You want a specific medication, or a non-generic medication in Australia? Too
bad. It's not that it costs more, you just can't get it. Things like
Wellbutrin are as illegal as crack. And if you do something like tell your
doctor that you tried a bunch of medications and Vyvanse is what works best...
they'll literally treat you like someone trying to score opiates. They don't
like it when you have an opinion on medications, and you get all sorts of
lectures about how bad drug advertising is. It's a very dated, "I'm the
doctor, you have to do what I say..." mentality.
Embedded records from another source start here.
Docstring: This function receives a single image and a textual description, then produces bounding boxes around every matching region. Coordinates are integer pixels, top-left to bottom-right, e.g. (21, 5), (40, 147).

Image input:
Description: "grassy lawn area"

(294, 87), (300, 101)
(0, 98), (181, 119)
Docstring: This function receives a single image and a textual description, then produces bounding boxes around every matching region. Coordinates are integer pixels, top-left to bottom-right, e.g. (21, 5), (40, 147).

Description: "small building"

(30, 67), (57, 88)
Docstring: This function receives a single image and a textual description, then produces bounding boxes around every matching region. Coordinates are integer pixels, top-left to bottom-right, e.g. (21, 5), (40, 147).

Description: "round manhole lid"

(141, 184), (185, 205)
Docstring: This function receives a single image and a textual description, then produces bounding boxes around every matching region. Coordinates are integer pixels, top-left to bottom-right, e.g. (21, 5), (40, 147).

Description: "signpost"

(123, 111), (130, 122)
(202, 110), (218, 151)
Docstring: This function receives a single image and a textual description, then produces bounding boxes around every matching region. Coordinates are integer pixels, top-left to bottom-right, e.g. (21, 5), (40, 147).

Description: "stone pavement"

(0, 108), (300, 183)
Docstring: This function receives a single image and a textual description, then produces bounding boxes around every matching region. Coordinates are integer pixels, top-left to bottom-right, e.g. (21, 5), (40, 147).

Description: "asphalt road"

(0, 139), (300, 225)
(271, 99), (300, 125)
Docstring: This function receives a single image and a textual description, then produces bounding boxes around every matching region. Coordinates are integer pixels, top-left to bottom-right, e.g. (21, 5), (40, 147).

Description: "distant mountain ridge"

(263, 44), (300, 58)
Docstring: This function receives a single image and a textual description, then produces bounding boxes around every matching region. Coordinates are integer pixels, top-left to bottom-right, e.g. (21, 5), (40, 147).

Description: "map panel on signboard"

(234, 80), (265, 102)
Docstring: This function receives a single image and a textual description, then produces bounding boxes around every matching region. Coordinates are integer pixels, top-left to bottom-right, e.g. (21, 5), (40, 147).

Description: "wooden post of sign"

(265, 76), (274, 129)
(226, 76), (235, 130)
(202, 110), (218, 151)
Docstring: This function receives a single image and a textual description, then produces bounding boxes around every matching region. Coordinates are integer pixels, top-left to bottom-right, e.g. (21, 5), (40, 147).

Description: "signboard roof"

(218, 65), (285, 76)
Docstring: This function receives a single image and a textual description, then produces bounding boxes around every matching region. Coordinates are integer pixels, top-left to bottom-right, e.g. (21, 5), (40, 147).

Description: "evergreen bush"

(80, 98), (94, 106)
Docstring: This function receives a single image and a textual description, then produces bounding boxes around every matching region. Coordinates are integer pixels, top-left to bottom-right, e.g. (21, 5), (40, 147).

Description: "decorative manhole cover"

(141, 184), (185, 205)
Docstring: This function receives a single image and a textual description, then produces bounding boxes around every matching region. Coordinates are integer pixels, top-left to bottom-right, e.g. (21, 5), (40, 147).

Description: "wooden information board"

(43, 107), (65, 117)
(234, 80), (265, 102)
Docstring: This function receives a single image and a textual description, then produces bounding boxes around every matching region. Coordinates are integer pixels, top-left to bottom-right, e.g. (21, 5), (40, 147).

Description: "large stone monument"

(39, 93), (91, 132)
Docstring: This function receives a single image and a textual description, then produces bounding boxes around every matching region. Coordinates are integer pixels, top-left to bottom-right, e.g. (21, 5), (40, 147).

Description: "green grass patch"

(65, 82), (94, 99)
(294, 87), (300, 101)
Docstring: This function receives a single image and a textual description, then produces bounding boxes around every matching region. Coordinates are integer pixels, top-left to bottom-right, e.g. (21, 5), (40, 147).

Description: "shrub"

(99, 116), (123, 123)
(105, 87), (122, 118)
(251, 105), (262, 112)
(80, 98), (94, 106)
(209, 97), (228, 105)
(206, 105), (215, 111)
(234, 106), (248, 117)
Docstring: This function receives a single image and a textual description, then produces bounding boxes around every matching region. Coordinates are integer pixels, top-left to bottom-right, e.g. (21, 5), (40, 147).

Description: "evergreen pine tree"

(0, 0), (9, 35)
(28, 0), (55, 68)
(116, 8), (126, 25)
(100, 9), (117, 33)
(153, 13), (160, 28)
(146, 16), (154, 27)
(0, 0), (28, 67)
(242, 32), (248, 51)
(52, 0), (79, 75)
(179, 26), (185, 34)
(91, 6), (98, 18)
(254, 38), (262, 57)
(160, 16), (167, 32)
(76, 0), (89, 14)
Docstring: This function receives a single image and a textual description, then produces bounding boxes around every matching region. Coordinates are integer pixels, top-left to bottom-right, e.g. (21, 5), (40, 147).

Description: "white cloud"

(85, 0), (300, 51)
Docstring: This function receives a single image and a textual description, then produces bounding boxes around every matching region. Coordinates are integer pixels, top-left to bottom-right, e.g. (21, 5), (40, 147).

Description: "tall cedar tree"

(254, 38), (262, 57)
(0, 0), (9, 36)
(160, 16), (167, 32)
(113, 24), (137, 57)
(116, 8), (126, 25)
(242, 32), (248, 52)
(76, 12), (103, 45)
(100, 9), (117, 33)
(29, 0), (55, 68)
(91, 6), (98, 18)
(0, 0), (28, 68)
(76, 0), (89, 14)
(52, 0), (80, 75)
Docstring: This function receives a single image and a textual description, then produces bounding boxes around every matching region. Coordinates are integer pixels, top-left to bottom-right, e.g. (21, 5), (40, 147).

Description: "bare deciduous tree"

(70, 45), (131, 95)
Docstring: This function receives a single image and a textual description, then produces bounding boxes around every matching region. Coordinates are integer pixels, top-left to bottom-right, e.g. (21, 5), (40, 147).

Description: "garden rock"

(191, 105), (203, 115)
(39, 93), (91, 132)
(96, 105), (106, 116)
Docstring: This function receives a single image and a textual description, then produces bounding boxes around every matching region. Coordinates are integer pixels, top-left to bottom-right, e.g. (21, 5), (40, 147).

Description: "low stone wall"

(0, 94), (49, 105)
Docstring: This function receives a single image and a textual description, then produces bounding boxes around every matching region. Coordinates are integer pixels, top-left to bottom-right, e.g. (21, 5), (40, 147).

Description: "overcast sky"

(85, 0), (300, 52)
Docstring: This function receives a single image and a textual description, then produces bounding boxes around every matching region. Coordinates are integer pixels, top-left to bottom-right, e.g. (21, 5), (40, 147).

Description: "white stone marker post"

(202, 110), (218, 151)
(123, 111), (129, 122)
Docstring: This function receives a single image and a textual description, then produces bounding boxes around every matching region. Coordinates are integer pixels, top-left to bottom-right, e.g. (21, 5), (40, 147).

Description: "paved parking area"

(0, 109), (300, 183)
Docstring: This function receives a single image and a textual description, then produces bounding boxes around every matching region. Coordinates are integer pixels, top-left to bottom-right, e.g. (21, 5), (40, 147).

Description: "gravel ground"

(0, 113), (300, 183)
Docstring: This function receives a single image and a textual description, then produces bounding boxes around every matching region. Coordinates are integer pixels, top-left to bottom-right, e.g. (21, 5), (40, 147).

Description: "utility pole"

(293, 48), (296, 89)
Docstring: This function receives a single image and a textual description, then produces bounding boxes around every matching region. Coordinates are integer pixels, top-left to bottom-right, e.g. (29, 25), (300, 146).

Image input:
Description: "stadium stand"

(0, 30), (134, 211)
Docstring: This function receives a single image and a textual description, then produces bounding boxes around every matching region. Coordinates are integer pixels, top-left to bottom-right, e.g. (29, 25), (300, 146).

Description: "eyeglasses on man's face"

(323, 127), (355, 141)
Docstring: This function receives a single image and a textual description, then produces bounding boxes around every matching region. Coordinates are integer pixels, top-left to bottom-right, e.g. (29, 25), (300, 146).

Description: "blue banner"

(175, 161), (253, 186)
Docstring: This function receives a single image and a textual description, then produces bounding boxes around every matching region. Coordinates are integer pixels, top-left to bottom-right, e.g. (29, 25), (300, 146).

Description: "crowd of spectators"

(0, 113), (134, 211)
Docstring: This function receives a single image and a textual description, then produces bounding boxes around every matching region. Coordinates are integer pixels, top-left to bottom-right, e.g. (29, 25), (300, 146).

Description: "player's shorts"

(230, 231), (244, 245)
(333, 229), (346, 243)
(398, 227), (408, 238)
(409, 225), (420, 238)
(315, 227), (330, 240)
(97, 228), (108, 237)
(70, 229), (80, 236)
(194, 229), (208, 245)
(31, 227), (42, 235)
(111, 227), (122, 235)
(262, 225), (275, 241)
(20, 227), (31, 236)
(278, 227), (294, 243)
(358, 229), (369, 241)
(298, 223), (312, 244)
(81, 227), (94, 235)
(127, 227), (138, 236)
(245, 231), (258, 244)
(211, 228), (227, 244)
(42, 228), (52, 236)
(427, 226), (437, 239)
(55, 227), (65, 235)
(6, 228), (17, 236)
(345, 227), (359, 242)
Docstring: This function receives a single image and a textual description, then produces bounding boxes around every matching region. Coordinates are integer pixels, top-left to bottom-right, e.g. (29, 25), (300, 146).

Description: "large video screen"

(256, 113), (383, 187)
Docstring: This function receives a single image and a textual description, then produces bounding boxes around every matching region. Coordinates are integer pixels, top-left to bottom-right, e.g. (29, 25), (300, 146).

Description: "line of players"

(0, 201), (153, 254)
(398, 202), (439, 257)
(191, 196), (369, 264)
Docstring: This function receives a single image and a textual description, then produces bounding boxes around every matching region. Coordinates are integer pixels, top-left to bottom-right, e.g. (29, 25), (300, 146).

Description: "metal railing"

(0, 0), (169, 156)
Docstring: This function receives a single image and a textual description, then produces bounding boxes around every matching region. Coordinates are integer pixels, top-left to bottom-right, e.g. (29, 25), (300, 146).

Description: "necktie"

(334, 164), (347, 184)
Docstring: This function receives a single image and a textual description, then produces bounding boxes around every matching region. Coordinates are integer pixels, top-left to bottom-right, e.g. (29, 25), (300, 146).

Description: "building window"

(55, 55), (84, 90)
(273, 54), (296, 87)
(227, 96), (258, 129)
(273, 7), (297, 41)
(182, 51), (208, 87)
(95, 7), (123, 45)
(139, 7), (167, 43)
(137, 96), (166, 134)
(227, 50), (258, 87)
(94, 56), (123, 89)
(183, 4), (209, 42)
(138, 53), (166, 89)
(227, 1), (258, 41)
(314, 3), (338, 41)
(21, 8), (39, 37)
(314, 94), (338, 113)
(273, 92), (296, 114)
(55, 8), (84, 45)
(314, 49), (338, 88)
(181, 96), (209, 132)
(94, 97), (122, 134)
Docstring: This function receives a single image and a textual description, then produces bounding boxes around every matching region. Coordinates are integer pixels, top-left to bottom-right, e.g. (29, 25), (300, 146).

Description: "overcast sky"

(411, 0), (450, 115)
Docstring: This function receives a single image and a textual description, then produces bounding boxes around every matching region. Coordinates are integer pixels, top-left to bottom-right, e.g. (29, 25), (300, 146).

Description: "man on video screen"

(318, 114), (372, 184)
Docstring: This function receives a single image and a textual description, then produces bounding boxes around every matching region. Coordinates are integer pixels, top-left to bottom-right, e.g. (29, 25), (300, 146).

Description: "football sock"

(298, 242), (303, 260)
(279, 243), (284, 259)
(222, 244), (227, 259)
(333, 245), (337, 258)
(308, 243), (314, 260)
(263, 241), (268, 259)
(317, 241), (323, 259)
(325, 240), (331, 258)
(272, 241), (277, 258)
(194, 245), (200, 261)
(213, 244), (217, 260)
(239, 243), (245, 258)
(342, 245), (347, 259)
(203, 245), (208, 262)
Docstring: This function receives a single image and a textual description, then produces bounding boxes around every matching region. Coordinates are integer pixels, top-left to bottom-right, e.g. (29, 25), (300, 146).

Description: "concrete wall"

And the wait times... "Oh, did you need back surgery? Because you're under 65
and you are over weight, that means you're now bottom on the list... and
you'll have to wait for 1-2 years to have this done." A co-worker of mine here
is a larger woman, but she just paid out of pocket rather than go on a 2-year
wait list. Oh, and the recovery room... there were like 4 people crammed in
one room sharing one bathroom. Doctors came in and were talking about care and
medical details, in front of total strangers and her visiting guests. No
privacy at all. The government would absolutely use health / fitness data to
prioritize care... it's not that everyone gets unlimited treatment, they still
have budgets.

What else? Remember those classes in college where you couldn't understand the
professor because he had such a thick accent? Yeah, that's pretty much every
doctor here now. You go to the ER and you need stitches, you end up waiting
for a few hours and when you're finally seen the doctor is like, "Why weren't
you escalated faster?" "I couldn't understand what your triage nurse was
saying, she doesn't speak English... and I haven't got a clue if she
understood me... she just told me to sit and wait..." My friend needed 14
stitches and waited over 3 hours in the ER holding a bloody towel on her hand.
Only got someone to do something when she started dripping blood on the floor
after it had soaked through the towel.

Anyway I know health care sucks in the US, and I do want to get to a point
where governments pick up the bill... but holy hell, if the choices at present
are what we have in the US or what they have in Australia... man, they both
really suck. If you're someone with a job, and with any money, the US model
works slightly better.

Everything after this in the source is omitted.